How artificial intelligence is redefining computers

  Fall 2021 is the season for pumpkins, walnut pie, and new phones. At this time of year, Apple, Samsung, Google and other manufacturers release new models on schedule. In the early years, this series of launches was always a surprise, but as they became a fixture in the consumer tech agenda, that effect has faded away. However, behind the various marketing methods, there are still some things that deserve our attention.
  Google’s latest Pixel 6 is the first phone to feature a separate AI-specific chip in addition to the main processor. The chips used in the iPhones released over the past two years have what Apple calls a “neural engine” built in for artificial intelligence. Both chips are better suited for the computations that are performed on the devices in our hands to train and run machine learning models, such as artificial intelligence that enhances camera performance. AI has become a part of our daily lives without us even realizing it.
  what does this mean? How to put it, in the forty or fifty years before that, computers have basically not changed much. They’ve gotten smaller and faster, but they’ve always been little boxes of processors that execute human instructions. AI has changed this in at least three ways: how it is made, how it is programmed, and how it is used. One day, the meaning of computer existence will also change.
  ”The core of computing is shifting from crunching numbers to making decisions,” said Pradeep Dolby, director of Intel’s Parallel Computing Lab. Or, according to Daniela Ross, director of the MIT Computer and Artificial Intelligence Laboratory, AI is freeing computers from their little boxes.
Haste is not enough

  The first change concerns the way computers and their control chips are made. Advances in computer technology have traditionally benefited from the decreasing time required to complete each computation. For decades, the iterations of Moore’s Law in chip manufacturing have been cyclical, and the world has benefited from it.
  But now, the deep learning models that power AI applications need to do it the other way around: They require a lot of simultaneous, less precise computations. That calls for a new kind of chip: one that moves data as fast as possible, making sure it’s available when and where it’s needed. When deep learning ushered in its spring about 10 years ago, there were already computer chips that were very good at this type of work: graphics cards, or GPUs, which could display an entire screen at a rate of dozens of times per second. of pixels.
  At the moment, former graphics card manufacturers like Intel, ARM, and Nvidia are testing the waters for AI-specific hardware. Google and Facebook are also making strong forays into the industry, and a race for artificial intelligence dominance in hardware has begun.
  For example, Google’s Pixel 6 has a new mobile version of the TPU. Unlike traditional chips, which strive for ultra-fast precision operations, TPUs are designed for the bulk, low-precision operations required by neural networks. Google has used such chips internally since 2015: they process images and natural language search tasks. DeepMind also uses TPUs to train its artificial intelligence.
  Over the past two years, Google has provided TPUs to other companies, and these chips and similar products developed by other companies are becoming standard in data centers around the world.
  AI is even helping involve its own computing infrastructure. In 2020, Google designed the layout of the new TPU with reinforcement learning algorithms.
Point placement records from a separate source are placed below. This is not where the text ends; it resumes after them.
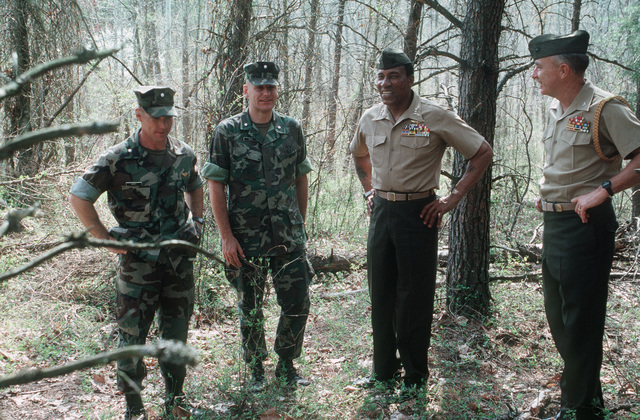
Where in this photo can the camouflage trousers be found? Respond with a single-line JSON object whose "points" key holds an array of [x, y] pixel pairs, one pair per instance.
{"points": [[291, 275], [142, 289]]}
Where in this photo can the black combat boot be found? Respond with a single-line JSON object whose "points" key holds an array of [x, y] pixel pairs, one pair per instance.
{"points": [[257, 377], [176, 403], [285, 371], [135, 408]]}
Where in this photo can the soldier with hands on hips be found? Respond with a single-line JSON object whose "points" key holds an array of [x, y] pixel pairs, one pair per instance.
{"points": [[155, 193], [398, 148], [589, 132]]}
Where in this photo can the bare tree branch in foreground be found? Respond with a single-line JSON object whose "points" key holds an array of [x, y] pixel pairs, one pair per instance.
{"points": [[82, 240], [83, 56], [12, 221], [164, 350], [33, 137]]}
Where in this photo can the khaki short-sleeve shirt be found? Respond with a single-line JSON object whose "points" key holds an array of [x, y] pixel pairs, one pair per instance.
{"points": [[572, 166], [406, 155]]}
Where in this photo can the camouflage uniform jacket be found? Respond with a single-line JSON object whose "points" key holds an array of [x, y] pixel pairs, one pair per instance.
{"points": [[261, 175], [146, 200]]}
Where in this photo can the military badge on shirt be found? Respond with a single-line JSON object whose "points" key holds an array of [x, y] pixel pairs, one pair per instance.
{"points": [[415, 128], [578, 124]]}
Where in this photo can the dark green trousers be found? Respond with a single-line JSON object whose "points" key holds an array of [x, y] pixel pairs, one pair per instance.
{"points": [[576, 263], [401, 262]]}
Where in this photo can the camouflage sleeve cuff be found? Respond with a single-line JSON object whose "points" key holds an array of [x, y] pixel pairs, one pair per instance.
{"points": [[215, 173], [304, 167], [82, 189], [197, 183]]}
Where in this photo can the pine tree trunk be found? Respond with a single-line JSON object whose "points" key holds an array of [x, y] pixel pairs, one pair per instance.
{"points": [[468, 291]]}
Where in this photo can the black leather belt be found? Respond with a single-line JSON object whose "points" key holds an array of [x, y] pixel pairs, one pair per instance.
{"points": [[393, 196], [558, 207]]}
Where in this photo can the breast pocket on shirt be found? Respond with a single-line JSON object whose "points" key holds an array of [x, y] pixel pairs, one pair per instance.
{"points": [[580, 150], [376, 146], [287, 154], [137, 203], [246, 161]]}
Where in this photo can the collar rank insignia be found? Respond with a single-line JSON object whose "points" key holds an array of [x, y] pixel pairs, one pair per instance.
{"points": [[415, 128], [578, 124]]}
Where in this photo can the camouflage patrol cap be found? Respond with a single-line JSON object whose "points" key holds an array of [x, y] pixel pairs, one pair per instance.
{"points": [[262, 73], [392, 57], [157, 101], [548, 44]]}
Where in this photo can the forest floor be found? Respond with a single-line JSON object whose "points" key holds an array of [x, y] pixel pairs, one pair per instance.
{"points": [[503, 368]]}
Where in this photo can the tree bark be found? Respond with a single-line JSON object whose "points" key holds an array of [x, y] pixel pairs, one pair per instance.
{"points": [[335, 85], [18, 108], [468, 291], [186, 75], [635, 195], [575, 17], [413, 30], [309, 62], [233, 58]]}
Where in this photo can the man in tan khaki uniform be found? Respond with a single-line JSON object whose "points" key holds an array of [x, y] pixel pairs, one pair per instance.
{"points": [[397, 149], [579, 220]]}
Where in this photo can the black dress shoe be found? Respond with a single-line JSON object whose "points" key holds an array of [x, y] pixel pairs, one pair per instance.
{"points": [[366, 382], [179, 407], [285, 371]]}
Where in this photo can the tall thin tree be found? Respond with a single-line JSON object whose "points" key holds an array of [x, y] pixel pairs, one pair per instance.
{"points": [[468, 268]]}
This artificial intelligence finally came up with a strange design, it is impossible for humans to design such a thing, but this solution is easy to use. This type of AI may later lead to better, more efficient chips.
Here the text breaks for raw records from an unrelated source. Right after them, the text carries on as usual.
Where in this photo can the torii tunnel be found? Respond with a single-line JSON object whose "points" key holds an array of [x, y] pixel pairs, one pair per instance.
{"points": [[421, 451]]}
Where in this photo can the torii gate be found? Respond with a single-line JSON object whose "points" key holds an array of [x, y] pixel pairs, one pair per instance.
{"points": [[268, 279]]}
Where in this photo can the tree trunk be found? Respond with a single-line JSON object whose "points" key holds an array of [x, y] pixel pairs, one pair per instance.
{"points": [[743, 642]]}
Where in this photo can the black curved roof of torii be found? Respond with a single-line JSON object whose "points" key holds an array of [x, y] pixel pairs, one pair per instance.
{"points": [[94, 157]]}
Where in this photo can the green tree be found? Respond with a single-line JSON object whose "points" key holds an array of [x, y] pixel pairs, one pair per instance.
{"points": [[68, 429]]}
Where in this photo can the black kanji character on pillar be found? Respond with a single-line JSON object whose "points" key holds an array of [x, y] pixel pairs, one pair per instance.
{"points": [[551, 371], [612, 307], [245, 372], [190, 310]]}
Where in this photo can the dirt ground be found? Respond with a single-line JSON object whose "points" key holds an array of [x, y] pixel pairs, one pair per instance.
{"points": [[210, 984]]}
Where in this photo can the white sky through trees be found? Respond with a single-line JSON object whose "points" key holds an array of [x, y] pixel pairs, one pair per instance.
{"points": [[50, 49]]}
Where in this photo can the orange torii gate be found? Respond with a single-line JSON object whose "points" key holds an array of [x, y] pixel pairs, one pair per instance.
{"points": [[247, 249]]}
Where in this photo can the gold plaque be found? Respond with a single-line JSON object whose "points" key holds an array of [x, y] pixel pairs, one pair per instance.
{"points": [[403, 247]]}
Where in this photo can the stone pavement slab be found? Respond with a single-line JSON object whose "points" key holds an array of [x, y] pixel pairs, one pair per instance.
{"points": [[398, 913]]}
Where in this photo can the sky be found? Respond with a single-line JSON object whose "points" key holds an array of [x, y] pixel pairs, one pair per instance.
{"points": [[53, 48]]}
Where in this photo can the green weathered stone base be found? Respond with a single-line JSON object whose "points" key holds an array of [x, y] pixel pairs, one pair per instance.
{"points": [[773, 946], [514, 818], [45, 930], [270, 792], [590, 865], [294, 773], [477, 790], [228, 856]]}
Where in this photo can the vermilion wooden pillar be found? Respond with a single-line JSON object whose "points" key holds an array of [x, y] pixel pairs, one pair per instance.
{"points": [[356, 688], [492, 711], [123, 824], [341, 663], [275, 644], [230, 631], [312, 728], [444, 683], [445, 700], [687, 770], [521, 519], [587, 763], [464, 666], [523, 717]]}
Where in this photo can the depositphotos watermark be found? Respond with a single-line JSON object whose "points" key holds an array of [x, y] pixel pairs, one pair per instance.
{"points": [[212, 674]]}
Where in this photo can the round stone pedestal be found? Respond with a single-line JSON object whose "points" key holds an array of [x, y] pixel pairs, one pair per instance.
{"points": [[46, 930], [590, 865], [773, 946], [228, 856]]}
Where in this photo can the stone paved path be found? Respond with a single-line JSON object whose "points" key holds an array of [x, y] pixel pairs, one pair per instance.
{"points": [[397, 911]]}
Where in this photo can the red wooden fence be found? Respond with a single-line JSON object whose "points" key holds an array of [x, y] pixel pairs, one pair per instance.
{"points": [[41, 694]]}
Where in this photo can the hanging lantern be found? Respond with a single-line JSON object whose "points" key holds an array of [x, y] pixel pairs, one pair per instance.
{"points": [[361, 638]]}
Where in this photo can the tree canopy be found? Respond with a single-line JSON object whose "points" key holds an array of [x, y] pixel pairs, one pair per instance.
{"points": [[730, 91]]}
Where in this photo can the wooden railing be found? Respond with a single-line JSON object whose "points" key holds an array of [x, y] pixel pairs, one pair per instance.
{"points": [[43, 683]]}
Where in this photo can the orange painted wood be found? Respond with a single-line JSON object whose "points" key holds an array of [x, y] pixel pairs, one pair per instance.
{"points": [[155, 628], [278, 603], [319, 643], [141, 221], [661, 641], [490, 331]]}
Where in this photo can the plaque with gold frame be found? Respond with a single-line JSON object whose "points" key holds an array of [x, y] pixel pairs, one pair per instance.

It’s a mule or a horse, pull it out for a walk

  The second change concerns the way the computer receives instructions. “For the past 40 years, we’ve been programming computers; for the next 40 years, we’ll be training them,” said Bishop, Microsoft’s UK research director.
  In the past, in order for a computer to do things like recognize speech or recognize objects in a photo, programmers first had to make rules for the computer.
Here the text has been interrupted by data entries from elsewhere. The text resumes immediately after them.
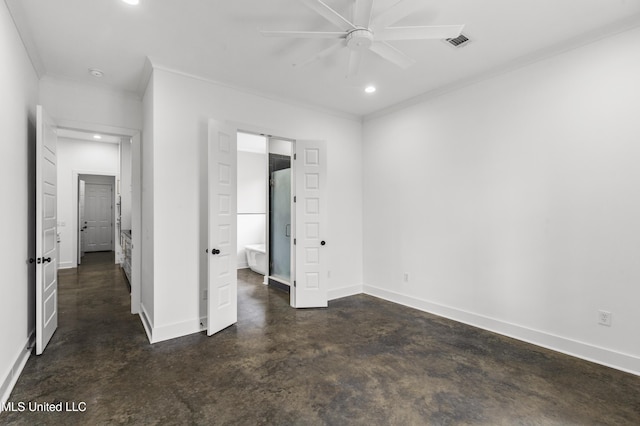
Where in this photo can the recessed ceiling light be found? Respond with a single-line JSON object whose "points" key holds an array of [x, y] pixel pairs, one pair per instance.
{"points": [[96, 72]]}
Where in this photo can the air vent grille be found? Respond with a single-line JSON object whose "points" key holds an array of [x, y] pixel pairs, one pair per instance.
{"points": [[461, 40]]}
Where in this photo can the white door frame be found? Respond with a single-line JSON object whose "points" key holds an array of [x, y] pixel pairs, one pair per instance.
{"points": [[75, 196]]}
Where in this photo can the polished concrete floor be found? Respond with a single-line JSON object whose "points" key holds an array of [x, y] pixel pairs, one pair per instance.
{"points": [[362, 361]]}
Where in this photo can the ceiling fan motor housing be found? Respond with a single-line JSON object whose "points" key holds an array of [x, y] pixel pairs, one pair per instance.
{"points": [[359, 39]]}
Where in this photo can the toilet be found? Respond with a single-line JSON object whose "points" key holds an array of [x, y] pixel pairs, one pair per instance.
{"points": [[257, 258]]}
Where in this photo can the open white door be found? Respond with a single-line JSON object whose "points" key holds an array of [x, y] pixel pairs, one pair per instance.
{"points": [[222, 303], [46, 229], [81, 222], [310, 284]]}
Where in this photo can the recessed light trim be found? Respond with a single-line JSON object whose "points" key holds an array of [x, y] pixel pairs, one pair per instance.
{"points": [[95, 72]]}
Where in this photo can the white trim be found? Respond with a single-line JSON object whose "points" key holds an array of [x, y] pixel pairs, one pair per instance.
{"points": [[338, 293], [173, 331], [610, 358], [11, 377]]}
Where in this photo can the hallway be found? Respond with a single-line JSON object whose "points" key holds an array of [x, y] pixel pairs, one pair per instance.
{"points": [[362, 361]]}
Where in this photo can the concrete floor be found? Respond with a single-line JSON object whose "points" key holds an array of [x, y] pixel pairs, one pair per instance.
{"points": [[361, 361]]}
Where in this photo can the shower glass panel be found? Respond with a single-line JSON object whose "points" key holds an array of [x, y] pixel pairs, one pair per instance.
{"points": [[281, 225]]}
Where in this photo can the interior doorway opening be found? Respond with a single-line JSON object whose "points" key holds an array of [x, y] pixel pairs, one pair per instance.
{"points": [[265, 208], [98, 219]]}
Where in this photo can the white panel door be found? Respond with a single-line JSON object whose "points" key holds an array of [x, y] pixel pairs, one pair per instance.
{"points": [[46, 230], [98, 217], [222, 304], [81, 222], [310, 283]]}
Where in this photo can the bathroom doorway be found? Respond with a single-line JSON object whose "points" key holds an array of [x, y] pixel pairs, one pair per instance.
{"points": [[265, 208]]}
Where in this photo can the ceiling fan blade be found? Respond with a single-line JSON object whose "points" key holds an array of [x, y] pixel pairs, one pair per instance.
{"points": [[391, 54], [396, 12], [304, 34], [355, 56], [328, 13], [362, 13], [436, 32], [326, 52]]}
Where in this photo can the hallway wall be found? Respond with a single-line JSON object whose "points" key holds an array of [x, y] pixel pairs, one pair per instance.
{"points": [[19, 89], [82, 157], [513, 203], [181, 108]]}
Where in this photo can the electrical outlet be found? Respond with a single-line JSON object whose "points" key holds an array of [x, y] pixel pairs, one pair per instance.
{"points": [[604, 318]]}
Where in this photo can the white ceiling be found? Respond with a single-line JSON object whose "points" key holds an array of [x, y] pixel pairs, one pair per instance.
{"points": [[219, 40]]}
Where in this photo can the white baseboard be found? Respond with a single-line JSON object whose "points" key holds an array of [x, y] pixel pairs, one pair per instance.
{"points": [[11, 377], [167, 332], [610, 358], [67, 265], [337, 293], [146, 322]]}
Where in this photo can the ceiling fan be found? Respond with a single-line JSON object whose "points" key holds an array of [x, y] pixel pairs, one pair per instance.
{"points": [[366, 32]]}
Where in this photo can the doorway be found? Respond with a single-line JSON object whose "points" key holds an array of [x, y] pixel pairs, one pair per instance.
{"points": [[96, 214], [308, 257], [264, 208]]}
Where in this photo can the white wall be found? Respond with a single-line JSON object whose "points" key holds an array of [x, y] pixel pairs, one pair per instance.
{"points": [[148, 207], [18, 86], [181, 109], [79, 157], [125, 183], [84, 106], [513, 203], [252, 201]]}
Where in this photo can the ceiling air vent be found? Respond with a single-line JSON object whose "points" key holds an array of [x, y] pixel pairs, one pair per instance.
{"points": [[461, 40]]}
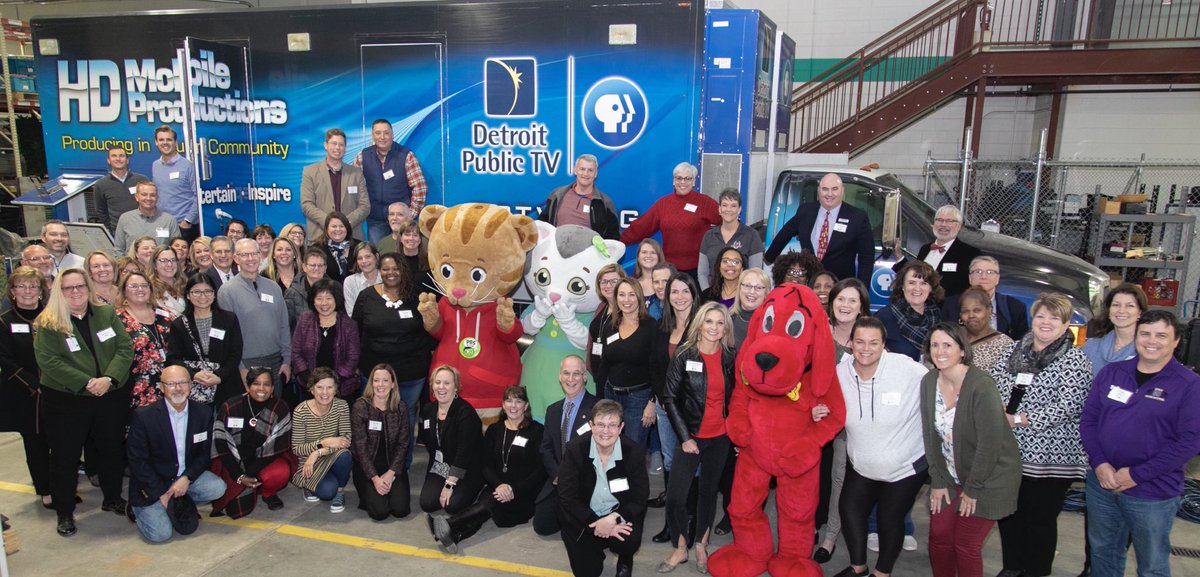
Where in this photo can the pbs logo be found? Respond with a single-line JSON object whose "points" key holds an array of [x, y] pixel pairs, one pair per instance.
{"points": [[615, 113]]}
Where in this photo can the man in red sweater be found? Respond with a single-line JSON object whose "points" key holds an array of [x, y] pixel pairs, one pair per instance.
{"points": [[683, 218]]}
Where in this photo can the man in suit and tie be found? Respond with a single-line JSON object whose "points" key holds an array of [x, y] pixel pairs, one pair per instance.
{"points": [[223, 268], [1008, 313], [565, 420], [947, 254], [330, 185], [169, 446], [839, 234]]}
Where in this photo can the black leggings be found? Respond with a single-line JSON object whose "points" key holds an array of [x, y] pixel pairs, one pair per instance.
{"points": [[892, 502]]}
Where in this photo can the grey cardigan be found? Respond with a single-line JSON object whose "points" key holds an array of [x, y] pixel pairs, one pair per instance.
{"points": [[985, 455]]}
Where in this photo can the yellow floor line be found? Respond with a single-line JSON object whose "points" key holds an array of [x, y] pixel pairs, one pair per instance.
{"points": [[359, 542]]}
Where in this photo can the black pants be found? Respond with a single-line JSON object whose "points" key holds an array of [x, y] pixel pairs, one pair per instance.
{"points": [[586, 553], [37, 458], [1030, 535], [395, 503], [545, 515], [711, 462], [69, 420], [892, 502], [465, 493]]}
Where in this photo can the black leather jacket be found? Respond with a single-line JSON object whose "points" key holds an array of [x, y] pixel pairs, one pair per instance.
{"points": [[687, 390]]}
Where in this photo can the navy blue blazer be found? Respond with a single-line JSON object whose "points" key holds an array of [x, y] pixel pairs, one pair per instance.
{"points": [[847, 251], [552, 440], [151, 450]]}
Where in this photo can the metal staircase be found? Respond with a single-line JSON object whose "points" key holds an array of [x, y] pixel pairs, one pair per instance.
{"points": [[963, 47]]}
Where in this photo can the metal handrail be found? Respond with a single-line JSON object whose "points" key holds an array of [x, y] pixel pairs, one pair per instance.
{"points": [[952, 30]]}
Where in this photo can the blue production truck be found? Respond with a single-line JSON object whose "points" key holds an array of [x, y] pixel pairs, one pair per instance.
{"points": [[496, 100]]}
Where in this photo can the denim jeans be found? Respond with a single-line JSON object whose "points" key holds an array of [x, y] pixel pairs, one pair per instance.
{"points": [[154, 521], [634, 404], [335, 478], [667, 439], [411, 394], [1113, 517]]}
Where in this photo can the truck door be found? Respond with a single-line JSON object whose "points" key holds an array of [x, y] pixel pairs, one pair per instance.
{"points": [[220, 133], [403, 83]]}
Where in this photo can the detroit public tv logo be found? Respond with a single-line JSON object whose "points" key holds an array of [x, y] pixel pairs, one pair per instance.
{"points": [[510, 86], [615, 112]]}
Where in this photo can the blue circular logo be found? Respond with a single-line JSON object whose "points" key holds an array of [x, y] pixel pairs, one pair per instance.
{"points": [[881, 283], [615, 113]]}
  But with machine learning, programmers no longer have to make rules. Instead, they create neural networks that learn these rules on their own. It’s a fundamentally different way of thinking.
  Examples of this are everywhere: voice and image recognition are now standard on smartphones. Others made headlines, such as AlphaZero teaching itself to play Go better than humans. A similar example is that AlphaFold has solved a biological problem that humans have been unable to solve for decades – it has figured out the patterns of protein folding.
  For Bishop, the next big breakthrough will be molecular simulation: training computers to manipulate the properties of matter, which could lead to world-changing leaps in energy use, food production, manufacturing and medicine .
computer knows best

  For decades, getting a computer to do a task required typing instructions, or at least pressing a button.
  But now, machines can interact with humans without keyboards or screens. Anything can be turned into a computer. In fact, most household items including toothbrushes, switches and doorbells have launched smart models. But as these kinds of products became more abundant, we started to make it easier to control them. They should be able to understand our needs on their own.
  In Dolby’s eyes, this shift from crunching numbers to making decisions defines a new era of computing.
  Ross wants our support for the cognitive and practical aspects of artificial intelligence. She envisions computers that can give us information when we need it and reach out when we need help. Ross said: “My favorite movie clip when I was a kid was Disney’s ‘The Sorcerer’s Apprentice.’ You know, Mickey Mouse, he summoned a broom to help him clean, and he used magic, but now we can do it without magic. to this.”